Q: How many 3-digit numbers (in base 10, with no leading zero) when add with 497, the digit of the sum is exactly reverse with the digit of the original number.
====
Any hints are appreciated.
Thanks in advance.
Hello, yutiwu!
As written, the problem has no solution.
I must assume that there is a typo . . .
How many 3-digit numbers (in base 10, with no leading zero) when added to 495,
the digits of the sum is exactly reverse with the digit of the original number.
The original number is: .$\displaystyle N \:=\:100a + 10b + c$
Its reversal is: .$\displaystyle N^* \:=\:100c + 10b + a$
We are told: .$\displaystyle N + 495 \:=\:N^*$
We have: .$\displaystyle 100a + 10b + c + 495 \:=\:100c + 10b + a \quad\Rightarrow\quad 495 \:=\:99c - 99a $
. . . . . . . . $\displaystyle 99(c-a) \:=\:495 \quad\Rightarrow\quad c-a \:=\:5$
There are 4 choices: .$\displaystyle \begin{array}{cc} a & c \\ \hline 1 & 6 \\ 2 & 7 \\ 3 & 8 \\ 4 & 9 \end{array}$
And $\displaystyle b$ can be any of the 10 available digits.
Therefore, there are 40 such numbers.
Thanks man, Soroban!
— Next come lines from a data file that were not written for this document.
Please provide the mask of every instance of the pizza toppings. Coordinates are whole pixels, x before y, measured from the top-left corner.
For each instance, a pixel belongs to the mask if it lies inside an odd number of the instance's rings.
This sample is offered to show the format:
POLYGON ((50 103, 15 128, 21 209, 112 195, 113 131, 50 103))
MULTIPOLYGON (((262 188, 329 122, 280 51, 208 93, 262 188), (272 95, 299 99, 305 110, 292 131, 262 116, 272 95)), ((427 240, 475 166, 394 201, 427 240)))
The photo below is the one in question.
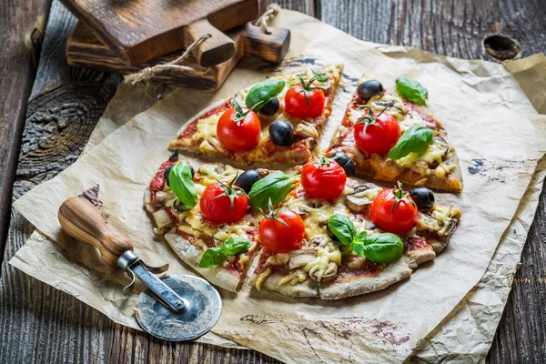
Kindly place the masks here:
POLYGON ((396 146, 389 152, 390 159, 400 159, 408 156, 410 153, 419 153, 427 148, 434 132, 422 126, 411 126, 402 134, 396 146))
POLYGON ((345 170, 332 159, 319 157, 301 171, 301 185, 306 195, 313 198, 331 200, 345 189, 345 170))
POLYGON ((420 210, 429 209, 434 205, 434 194, 429 188, 414 188, 410 192, 410 197, 420 210))
POLYGON ((252 186, 261 179, 261 175, 254 169, 248 169, 241 174, 236 180, 235 184, 241 187, 245 193, 249 193, 252 186))
POLYGON ((252 243, 242 238, 230 238, 219 247, 209 248, 203 253, 199 261, 199 268, 217 267, 228 256, 237 256, 245 253, 252 243))
POLYGON ((358 119, 354 126, 355 142, 361 151, 384 155, 389 153, 400 137, 400 126, 394 116, 374 112, 369 106, 361 106, 368 115, 358 119))
POLYGON ((275 253, 286 253, 298 249, 305 237, 303 220, 294 210, 273 209, 269 202, 269 213, 259 224, 258 238, 268 250, 275 253))
POLYGON ((320 116, 324 110, 326 96, 322 88, 313 86, 315 81, 326 82, 328 76, 324 73, 315 73, 314 76, 305 83, 299 76, 299 82, 290 87, 285 96, 285 108, 290 116, 307 119, 320 116))
POLYGON ((355 162, 345 153, 336 153, 331 159, 341 166, 347 176, 354 176, 357 172, 355 162))
POLYGON ((203 217, 213 224, 231 224, 247 214, 248 201, 242 188, 233 185, 215 182, 201 194, 199 206, 203 217))
POLYGON ((268 208, 269 200, 273 205, 278 204, 290 192, 293 179, 282 172, 268 174, 252 186, 248 193, 250 205, 254 207, 268 208))
POLYGON ((375 96, 383 95, 383 85, 379 81, 367 80, 361 82, 357 88, 359 97, 365 103, 375 96))
POLYGON ((197 191, 193 182, 193 168, 185 162, 178 162, 168 169, 168 179, 173 193, 177 200, 189 208, 197 204, 197 191), (169 170, 170 169, 170 170, 169 170))
POLYGON ((269 137, 277 146, 288 147, 294 144, 294 129, 284 120, 275 120, 269 126, 269 137))
POLYGON ((391 233, 403 233, 415 224, 417 205, 410 194, 398 184, 394 188, 379 192, 371 203, 371 220, 381 229, 391 233))
POLYGON ((396 79, 396 90, 406 99, 418 105, 427 104, 429 92, 421 84, 415 80, 410 80, 400 76, 396 79))
POLYGON ((240 152, 254 148, 259 140, 261 124, 254 111, 243 111, 233 101, 233 107, 228 109, 217 125, 217 136, 226 149, 240 152))

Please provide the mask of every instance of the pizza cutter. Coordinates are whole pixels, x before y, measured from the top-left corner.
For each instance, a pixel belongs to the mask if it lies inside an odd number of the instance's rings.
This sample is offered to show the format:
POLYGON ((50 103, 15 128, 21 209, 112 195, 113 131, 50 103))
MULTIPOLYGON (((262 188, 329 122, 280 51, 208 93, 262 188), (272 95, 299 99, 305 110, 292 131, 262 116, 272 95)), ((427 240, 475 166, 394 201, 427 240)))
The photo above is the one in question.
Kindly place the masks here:
POLYGON ((146 264, 133 252, 133 243, 110 231, 87 199, 68 198, 59 207, 58 217, 66 233, 96 247, 106 263, 127 273, 131 283, 124 294, 132 291, 136 277, 147 287, 135 307, 136 320, 145 331, 166 340, 184 341, 204 335, 217 322, 222 300, 207 281, 194 276, 156 277, 167 271, 168 264, 146 264))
That actually cleared my doubts.
Hmm, a typo, eh.
I kindna figure it out somewhere along the line when I'm coming out with a solution.
But, well, since it is question for my assignment, I guess I'll put a statement to prove it has no real answers till I can reconfirm the question from my lecturer.